31 декабря сорок третьего. Этот день застал нас на полевом аэродроме Шитня в Белоруссии. Прямо скажем, не часто прогнозы полковых метеорологов совпадали с реальностью. Тогда совпали. Небо и земля словно сомкнулись в снежной круговерти. По всему было видно — нелетная погода дарила нам новогоднюю ночь!..

А накануне полку досталась чрезвычайно тяжелая работа. Мы бомбили железнодорожный мост у Жлобина. Небольшой белорусский городок на западном берегу Днепра, окруженный лесами, присыпанный снегом, как магнит притягивал к себе внимание генерала Рокоссовского. Дело в том, что именно здесь, у Жлобина, острие наступающего фронта уперлось в мощную немецкую оборону. По Жлобинскому мосту, особенно ночью и в непогоду, катил на левобережье поток немецких резервов. Попытки партизан и подпольщиков взорвать мост кончались трагически, безуспешно. Тогда-то у командующего фронтом и состоялся разговор с генералом Вершининым. «У вас, Константин Андреевич, сегодня нет более важной задачи, чем мост у Жлобина». — «Погода плохая, товарищ генерал армии». — «Пошлите ваших «ночников». Я очень уважаю этих мужественных ребят. Уверен, они справятся с задачей».
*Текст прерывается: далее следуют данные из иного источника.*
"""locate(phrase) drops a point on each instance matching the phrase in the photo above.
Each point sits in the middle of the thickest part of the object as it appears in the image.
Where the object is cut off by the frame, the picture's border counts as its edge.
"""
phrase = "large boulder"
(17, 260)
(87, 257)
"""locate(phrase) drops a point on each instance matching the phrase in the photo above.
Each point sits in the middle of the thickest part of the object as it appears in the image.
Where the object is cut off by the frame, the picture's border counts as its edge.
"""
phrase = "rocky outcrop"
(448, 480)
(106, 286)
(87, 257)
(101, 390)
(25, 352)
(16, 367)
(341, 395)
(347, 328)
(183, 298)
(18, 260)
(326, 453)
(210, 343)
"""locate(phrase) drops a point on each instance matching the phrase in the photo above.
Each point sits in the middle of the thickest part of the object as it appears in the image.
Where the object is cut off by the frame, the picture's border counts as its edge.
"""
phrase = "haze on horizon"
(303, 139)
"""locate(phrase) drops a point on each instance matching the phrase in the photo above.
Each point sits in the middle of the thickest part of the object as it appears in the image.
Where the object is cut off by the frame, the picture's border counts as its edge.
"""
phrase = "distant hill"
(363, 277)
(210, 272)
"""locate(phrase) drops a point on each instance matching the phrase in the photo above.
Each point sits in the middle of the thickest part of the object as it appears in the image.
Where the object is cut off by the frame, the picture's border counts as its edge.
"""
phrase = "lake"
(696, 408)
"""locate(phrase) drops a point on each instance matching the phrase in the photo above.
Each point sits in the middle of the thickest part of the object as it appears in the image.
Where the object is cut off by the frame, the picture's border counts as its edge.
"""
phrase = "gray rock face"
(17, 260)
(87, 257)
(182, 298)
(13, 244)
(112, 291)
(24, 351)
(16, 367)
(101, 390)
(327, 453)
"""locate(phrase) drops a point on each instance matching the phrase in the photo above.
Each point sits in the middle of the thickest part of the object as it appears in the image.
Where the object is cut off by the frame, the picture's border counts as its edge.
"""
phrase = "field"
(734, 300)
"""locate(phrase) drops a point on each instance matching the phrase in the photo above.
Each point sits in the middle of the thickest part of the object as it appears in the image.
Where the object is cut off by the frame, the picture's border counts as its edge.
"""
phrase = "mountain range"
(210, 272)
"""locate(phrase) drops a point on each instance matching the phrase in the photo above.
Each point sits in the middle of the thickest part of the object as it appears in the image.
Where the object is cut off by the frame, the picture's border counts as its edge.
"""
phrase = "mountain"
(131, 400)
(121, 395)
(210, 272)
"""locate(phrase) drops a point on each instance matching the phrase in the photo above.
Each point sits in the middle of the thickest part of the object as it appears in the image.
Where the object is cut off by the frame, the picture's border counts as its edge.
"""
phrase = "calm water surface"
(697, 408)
Странные бомбы подвешивали на самолеты наши оружейники. Они походили на каких-то рогатых чудовищ. Крутые [89] бока стокилограммовых чушек украшали четыре толстых крюка, ими они должны были цепляться за фермы моста и разносить их в клочья. Бомба так и называлась — «мостовая-100».

Но немцы защищали мост с остервенением. Над Днепром буквально стояло зарево от стрельбы зениток, белых прожекторных столбов, непрерывных взрывов авиабомб, горящих построек. И все же сто легких ночных бомбардировщиков разнесли зенитную оборону противника. Последний наш самолет уходил от моста в сереющей дымке наступающего утра. Лайков и его штурман Рачковский докладывали после посадки: «Задание выполнено. Движение по мосту прекращено...»

И вот самой природой посланный отдых. В летной столовой нам готовили новогодний ужин. Двери столовой на крючке: будет сюрприз.

Очень мало нужно фронтовому летчику, чтобы подготовить себя к празднику: побриться, пришить к гимнастерке свежий подворотничок, навести блеск на сапоги и ордена — вот и все. Но как хороши мои друзья, всего на несколько часов освободившиеся от тяжести боевой работы! Сколько молодости и силы в их ловких фигурах, как сверкают боевые награды и празднично поскрипывают хромовые сапоги, извлеченные из запасников по такому случаю!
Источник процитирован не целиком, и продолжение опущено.